Nos conseils pour réussir la boucle
Quelques réflexes appris sur la route, parfois à mes dépens, qui feront la différence sur votre road trip.
- Réservez votre véhicule tôt. Les meilleures options partent des mois à l'avance, surtout en été.
- Faites le plein systématiquement avant les longs tronçons isolés, notamment dans les fjords de l'Est.
- Méfiez-vous du vent. Il arrache les portières ouvertes sans prévenir : tenez-les fermement à chaque ouverture, c'est un grand classique des mésaventures islandaises.
- Ne quittez jamais les routes balisées. Le hors-piste est interdit et abîme durablement une nature fragile.
- Restez connecté. Une eSIM vous garantit le GPS et l'accès aux sites météo partout, ce qui est loin d'être un luxe ici.
Prévoyez enfin une marge à l'arrivée : depuis l'aéroport de Reykjavik (KEF), la route jusqu'à la capitale prend une bonne quarantaine de minutes, et après un long vol, mieux vaut ne pas enchaîner trop d'étapes le premier jour.
En Islande, ce n'est pas vous qui dictez l'itinéraire, c'est la météo.

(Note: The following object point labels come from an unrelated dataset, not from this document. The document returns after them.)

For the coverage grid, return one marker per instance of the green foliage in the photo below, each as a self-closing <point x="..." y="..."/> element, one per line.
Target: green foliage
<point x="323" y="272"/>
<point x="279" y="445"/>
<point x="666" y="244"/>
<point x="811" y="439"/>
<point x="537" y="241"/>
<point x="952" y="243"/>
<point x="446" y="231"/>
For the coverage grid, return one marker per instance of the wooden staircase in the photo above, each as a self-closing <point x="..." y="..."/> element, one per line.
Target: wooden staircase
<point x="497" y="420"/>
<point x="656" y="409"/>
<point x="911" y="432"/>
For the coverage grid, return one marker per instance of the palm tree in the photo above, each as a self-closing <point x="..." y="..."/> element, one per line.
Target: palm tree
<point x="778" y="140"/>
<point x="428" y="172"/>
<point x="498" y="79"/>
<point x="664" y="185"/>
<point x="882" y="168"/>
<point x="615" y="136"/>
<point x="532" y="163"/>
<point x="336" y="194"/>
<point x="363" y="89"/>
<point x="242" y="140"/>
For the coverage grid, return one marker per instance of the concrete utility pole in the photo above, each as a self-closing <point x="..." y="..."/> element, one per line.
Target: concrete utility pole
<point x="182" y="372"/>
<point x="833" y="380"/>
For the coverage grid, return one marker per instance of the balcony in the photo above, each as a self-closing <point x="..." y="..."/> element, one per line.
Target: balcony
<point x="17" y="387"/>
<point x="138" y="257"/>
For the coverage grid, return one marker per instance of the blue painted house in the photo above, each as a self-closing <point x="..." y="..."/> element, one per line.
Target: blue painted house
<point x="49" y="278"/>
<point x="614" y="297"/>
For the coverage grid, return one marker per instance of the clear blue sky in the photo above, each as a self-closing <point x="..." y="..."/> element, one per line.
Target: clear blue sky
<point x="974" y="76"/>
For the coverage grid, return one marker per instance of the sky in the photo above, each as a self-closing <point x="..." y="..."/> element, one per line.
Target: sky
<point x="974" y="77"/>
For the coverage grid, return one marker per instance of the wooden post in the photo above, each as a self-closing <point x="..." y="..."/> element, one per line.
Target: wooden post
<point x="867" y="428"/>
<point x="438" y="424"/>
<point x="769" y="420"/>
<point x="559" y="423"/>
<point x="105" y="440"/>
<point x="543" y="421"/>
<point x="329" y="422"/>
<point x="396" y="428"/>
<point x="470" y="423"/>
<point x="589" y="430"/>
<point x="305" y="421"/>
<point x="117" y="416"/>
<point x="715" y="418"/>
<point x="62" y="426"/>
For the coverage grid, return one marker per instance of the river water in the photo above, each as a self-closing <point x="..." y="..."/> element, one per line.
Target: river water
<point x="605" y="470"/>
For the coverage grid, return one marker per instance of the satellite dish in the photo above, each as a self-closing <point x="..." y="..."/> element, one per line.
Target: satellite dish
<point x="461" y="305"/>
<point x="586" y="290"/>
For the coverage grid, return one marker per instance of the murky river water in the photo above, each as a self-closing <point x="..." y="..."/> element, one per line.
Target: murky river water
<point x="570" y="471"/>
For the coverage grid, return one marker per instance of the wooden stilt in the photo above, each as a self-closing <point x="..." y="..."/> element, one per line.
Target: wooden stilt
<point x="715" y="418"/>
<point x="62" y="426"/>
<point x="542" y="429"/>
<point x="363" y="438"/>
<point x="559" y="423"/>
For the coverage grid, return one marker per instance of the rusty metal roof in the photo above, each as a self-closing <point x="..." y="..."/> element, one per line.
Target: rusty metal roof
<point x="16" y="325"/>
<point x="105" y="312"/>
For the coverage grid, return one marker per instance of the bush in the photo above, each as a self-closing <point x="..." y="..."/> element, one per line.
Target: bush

Acceptez-le, adaptez-vous, et le pays vous offrira des instants que vous n'auriez jamais pu planifier.
FAQ
Combien de jours faut-il pour faire le tour de l'Islande ?
Sept jours pleins suffisent pour boucler la Route 1 à un rythme soutenu. Dix jours restent l'idéal pour profiter des fjords de l'Est, de la région de Mývatn et de la péninsule de Snæfellsnes sans courir.
Peut-on faire la Route 1 sans 4x4 ?
Oui, en été. La Route 1 est entièrement asphaltée, et une compacte 2 roues motrices la parcourt sans difficulté de juin à septembre. Le 4x4 devient nécessaire uniquement pour les pistes F des Highlands et pour l'hiver.
Quel budget prévoir pour un road trip en Islande ?
L'Islande est une destination chère, et le véhicule constitue le poste principal. Voyager en van, cuisiner ses repas et privilégier les baignades naturelles gratuites permet de contenir sensiblement la facture.
La Route 1 est-elle praticable en hiver ?
Elle reste ouverte, mais les tronçons de l'Est et du Nord deviennent risqués à cause de la neige et du verglas, et les pistes F sont fermées. Un 4x4 et une vérification quotidienne des conditions sur road.is sont alors indispensables.
Dans quel sens vaut-il mieux partir ?
Je conseille le sens antihoraire, qui vous fait attaquer par la spectaculaire côte sud et atteindre Jökulsárlón en fin de journée, quand les groupes repartent. Le sens horaire garde les cascades du sud pour la fin.